As a genre of record production in the Philippines, the inclusion of a 'minus-one' Side-B reduced the production cost of a 45 RPM 7-inch "single" by foregoing the need for yet another song to occupy the 7-inch record's flip side. It also encouraged buyers to "sing along" with the bonus accompaniment of the "hit single".

A "minus-one mix" would not necessarily be wholly instrumental, as backing vocals of the song's original mix may be retained. The concept of instrumental B-sides to complement their full versions became a production trend of the Philippine record industry of the 1980s, which was replicated overseas. In the ensuing years, tracks from minus-one flip sides were assembled by production houses for their inclusion in compilations.

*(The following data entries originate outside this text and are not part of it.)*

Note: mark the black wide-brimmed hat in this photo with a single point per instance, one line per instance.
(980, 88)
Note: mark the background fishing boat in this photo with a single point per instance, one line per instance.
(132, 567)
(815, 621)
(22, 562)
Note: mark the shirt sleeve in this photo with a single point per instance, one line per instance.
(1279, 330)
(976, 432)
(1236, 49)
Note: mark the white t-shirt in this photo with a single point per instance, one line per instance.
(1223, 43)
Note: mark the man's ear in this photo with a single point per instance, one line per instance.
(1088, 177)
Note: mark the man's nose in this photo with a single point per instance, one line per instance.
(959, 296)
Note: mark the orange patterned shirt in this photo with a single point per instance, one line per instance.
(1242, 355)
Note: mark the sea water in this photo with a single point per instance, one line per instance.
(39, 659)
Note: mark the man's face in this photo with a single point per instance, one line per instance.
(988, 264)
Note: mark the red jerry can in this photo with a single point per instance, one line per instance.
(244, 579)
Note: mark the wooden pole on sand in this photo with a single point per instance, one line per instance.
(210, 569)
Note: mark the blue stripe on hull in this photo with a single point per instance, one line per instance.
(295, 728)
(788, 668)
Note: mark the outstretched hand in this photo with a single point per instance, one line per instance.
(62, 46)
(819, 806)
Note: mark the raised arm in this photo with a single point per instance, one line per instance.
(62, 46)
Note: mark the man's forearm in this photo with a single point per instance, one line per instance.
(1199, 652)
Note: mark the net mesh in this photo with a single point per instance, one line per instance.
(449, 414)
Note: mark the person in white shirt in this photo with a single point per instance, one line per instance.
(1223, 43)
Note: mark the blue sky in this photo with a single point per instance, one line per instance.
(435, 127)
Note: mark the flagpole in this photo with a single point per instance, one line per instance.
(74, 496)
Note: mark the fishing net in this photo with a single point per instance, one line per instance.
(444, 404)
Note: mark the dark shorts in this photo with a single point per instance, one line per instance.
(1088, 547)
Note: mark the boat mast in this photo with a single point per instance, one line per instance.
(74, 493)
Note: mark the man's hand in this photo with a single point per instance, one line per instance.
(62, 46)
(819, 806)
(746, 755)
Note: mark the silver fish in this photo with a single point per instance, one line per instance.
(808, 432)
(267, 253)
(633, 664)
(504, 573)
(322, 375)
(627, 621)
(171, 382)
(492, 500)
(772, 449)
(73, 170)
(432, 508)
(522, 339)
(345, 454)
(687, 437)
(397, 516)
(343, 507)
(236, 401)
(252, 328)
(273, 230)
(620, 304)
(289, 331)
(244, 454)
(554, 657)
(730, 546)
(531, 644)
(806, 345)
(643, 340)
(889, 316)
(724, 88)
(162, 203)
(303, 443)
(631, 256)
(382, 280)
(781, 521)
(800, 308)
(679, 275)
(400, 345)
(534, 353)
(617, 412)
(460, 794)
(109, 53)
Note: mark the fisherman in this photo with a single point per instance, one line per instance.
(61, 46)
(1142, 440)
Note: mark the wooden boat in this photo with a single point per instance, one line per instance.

== Examples of minus-one sides ==
The following table illustrates early B-sides of Zsa Zsa Padilla's 45-RPM 7" Vinyl singles released by Blackgold Records. Many such vinyl sides have since been ported to other platforms, including VCD, videoke and free video sharing websites.

| Side A song | Side B minus-one | Catalog | Year |
|---|---|---|---|
| When I'm With You (Rene Novelles) | When I'm With You (minus-one) (Arranged by Dante Trinidad) | BSP-392 | 1985 |
| Eversince (Alvina Eileen Sy) | Eversince (minus-one) (Arranged by Dante Trinidad) | BSP-397 | 1985 |
| To Love You (Danny Javier) | To Love You (minus-one) (Arranged by Menchu Apostol) | BSP-401 | 1985 |
| Hiram (George Canseco) | Hiram (minus-one) (Arranged by Danny Tan) | BSP-404 | 1986 |
| Mambobola (Rey-An Fuentes) | Mambobola (minus-one) (Arranged by Homer Flores) | BSP-410 | 1986 |
| Ikaw Lamang (Dodjie Simon) | Ikaw Lamang (minus-one) (Arranged by Menchu Apostol) | BSP-413 | 1986 |
| Minsan Pa (Jun Sta. Maria & Peewee Apostol) | Minsan Pa (minus-one) (Arranged by Menchu Apostol) | BSP-417 | 1986 |
| Maybe This Time (Marlene del Rosario) | Maybe This Time (minus-one) (Arranged by Menchu Apostol) | BSP-432 | 1988 |
| Pangako (Dodjie Simon) | Pangako (minus-one) (Arranged by Egay Gonzales) | BSP-447 | 1990 |
| Ang Aking Pamasko (Tony Velarde) | Ang Aking Pamasko (minus-one) (Arranged by Egay Gonzales) | BSP-459 | 1990 |

=== Other examples ===
- In 1987, the song "Enveloped Ideas" by Filipino band the Dawn was released as a 7-inch 45 RPM single (with minus-one) by their record label, OctoArts.
- In the 2000s, Filipino band Narda featured an album page in AllMusic with dedicated minus-one content.

== Minus-one is content, not equipment ==

The wave of "Minus-One" vinyl B-sides brought about a genre in the Philippine record industry, harvested by the cousins Vic del Rosario and Orly Ilacad, co-owners and executive producers of Vicor Music Corporation and its offshoot record labels. They released the seminal 7-inch B-sides of minus-one recordings, later grouped together as minus-one compilations on cassette tape format, compact disc and later as online material.

As sheer musical content, the instrumentals were a precursor to widespread recreational crooning at home and outside, its provenance effectively traced to the Music Minus One products of the mid-1950s. In 1975, Filipino executive Roberto del Rosario patented his sing-along invention as Minus-One, popularly known as the karaoke machine, an interactive entertainment system without vocals. As a Filipino trait for festivity, the allure for minus-one recordings crossed cultural barriers in the Philippines.